The Conversion Ratio, as calculated in accordance with the Company's articles of incorporation and prospectus dated 26 September 2013 (the "Prospectus"), is 0.8712 Ordinary Shares for every one C Share held as at close on the conversion record date of 24 December 2013. On the basis of the Conversion Ratio, a holder of 1,000 C Shares will receive 871.2 Ordinary Shares ("New Ordinary Shares") upon conversion. The aggregate entitlement of a holder of C Shares to New Ordinary Shares will be rounded down to the nearest whole share. No fractions of New Ordinary Shares will be issued.
The New Ordinary Shares arising on conversion will rank pari passu with, and will have the same rights as, the Ordinary Shares already in issue.
Expected Timetable
The expected timetable for conversion is as follows:
Record date for conversion and closure of C Share register |
5.30 p.m. on 24 December 2013 |
Trading in the C Shares is suspended Listing of the C Shares suspended Conversion Time and dealings in New Ordinary Shares commence |
7.30 a.m. on 31 December 2013 7.30 a.m. on 31 December 3013 8.00 a.m. on 31 December 2013 |
CREST accounts credited with New Ordinary Shares in uncertificated form |
31 December 2013 |
Share certificates in respect of New Ordinary Shares in certificated form dispatched |
By 8 January 2014 |
Listing of the C Shares cancelled |
8.00 a.m. on 30 January 2014 |
A further announcement will be made in due course.

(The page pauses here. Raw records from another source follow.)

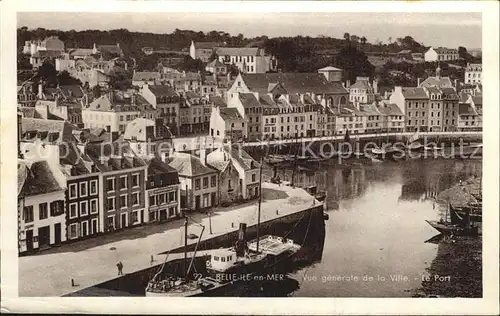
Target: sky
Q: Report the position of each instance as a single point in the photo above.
(432, 29)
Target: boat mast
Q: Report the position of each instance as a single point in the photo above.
(260, 202)
(185, 248)
(295, 161)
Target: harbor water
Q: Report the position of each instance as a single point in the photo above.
(375, 244)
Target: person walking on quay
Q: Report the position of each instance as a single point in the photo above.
(119, 265)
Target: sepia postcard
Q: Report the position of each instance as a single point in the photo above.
(250, 157)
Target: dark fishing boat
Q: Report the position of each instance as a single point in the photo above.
(246, 261)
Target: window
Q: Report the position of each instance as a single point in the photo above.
(28, 214)
(111, 222)
(84, 211)
(43, 211)
(73, 231)
(134, 218)
(110, 184)
(93, 187)
(72, 191)
(111, 203)
(73, 212)
(171, 196)
(135, 198)
(93, 206)
(123, 201)
(135, 180)
(123, 182)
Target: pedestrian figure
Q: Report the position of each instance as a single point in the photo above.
(119, 265)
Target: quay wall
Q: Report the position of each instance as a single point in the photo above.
(305, 227)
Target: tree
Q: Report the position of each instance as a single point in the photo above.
(353, 63)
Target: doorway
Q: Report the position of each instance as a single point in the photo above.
(29, 240)
(43, 236)
(123, 220)
(57, 233)
(85, 229)
(197, 202)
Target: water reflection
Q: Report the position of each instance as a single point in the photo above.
(378, 229)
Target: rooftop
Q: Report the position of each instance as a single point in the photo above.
(146, 76)
(414, 93)
(293, 83)
(238, 51)
(230, 114)
(39, 179)
(188, 165)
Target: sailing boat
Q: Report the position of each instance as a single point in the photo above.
(456, 226)
(229, 266)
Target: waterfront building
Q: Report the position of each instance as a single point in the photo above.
(198, 181)
(247, 59)
(374, 119)
(248, 169)
(230, 189)
(82, 196)
(362, 91)
(203, 50)
(227, 123)
(251, 110)
(122, 177)
(115, 109)
(393, 117)
(166, 101)
(183, 82)
(332, 74)
(437, 81)
(331, 93)
(148, 138)
(162, 191)
(195, 111)
(441, 54)
(49, 44)
(41, 207)
(141, 78)
(450, 109)
(435, 117)
(473, 74)
(216, 67)
(37, 59)
(414, 103)
(209, 86)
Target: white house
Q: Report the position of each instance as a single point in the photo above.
(473, 74)
(247, 59)
(41, 215)
(441, 54)
(248, 169)
(227, 123)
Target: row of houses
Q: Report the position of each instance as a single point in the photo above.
(246, 59)
(78, 183)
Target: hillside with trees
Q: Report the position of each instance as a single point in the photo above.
(294, 54)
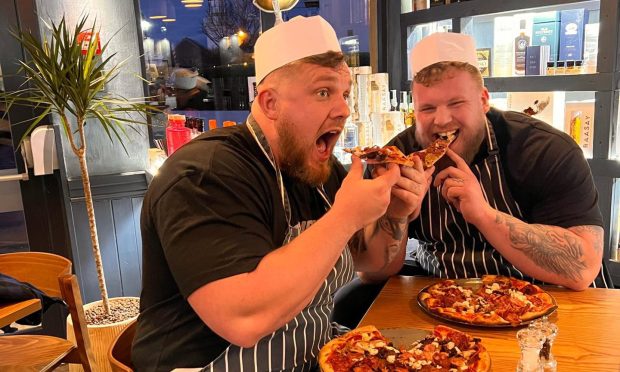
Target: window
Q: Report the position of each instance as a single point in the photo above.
(199, 53)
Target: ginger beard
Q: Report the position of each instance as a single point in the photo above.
(466, 145)
(295, 156)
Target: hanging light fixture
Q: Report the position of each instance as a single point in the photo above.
(157, 9)
(171, 15)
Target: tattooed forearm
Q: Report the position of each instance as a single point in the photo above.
(393, 226)
(595, 231)
(557, 252)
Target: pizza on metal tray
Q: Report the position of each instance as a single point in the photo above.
(497, 301)
(365, 349)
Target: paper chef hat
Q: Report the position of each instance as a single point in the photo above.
(442, 47)
(289, 41)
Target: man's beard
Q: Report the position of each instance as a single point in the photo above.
(294, 157)
(470, 145)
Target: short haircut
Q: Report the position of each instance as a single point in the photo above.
(435, 73)
(331, 59)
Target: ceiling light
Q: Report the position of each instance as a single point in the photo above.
(146, 25)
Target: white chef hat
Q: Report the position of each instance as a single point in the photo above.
(289, 41)
(443, 47)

For further information, please contact:
William Simmonds
J.P. Morgan Cazenove
0207 588 2828
Rose Toussaint
+44 (0) 1481 745381
The New Ordinary Shares have not been and will not be registered under the U.S. Securities Act of 1933, as amended (the "Securities Act") or any state securities laws in the United States or under the applicable securities laws of Australia, Canada, Japan, South Africa, Singapore or Hong Kong. Subject to certain exceptions, the Shares may not be offered or sold within Australia, Canada, Japan, South Africa, Singapore or Hong Kong. Further, the New Ordinary Shares may not be offered or sold directly or indirectly in or into the United States, or to or for the account or benefit of any U.S. person (as defined in Regulation S under the Securities Act). The Company has not been and will not be registered under the U.S. Investment Company Act of 1940, as amended (the "Investment Company Act") and investors will not be entitled to the benefits of the Investment Company Act.
This announcement may not be distributed, directly or indirectly, in or into or from the United States, Australia, Canada, Japan, South Africa, Singapore or Hong Kong or any other jurisdiction where to do so would constitute a violation of the relevant laws of such jurisdiction. This announcement does not constitute or form part of an offer to sell or issue, or any solicitation of an offer to buy or subscribe for, any securities referred to herein in the United States or in any other jurisdiction. The Offer and the distribution of this announcement and other information in connection with the Offer in certain jurisdictions may be restricted by law and persons into whose possession any document or other information referred to herein comes should inform themselves about and observe any such restriction. Any failure to comply with these restrictions may constitute a violation of the securities laws of any such jurisdiction.
The price and value of securities may go up as well as down. Persons needing advice should contact a professional adviser.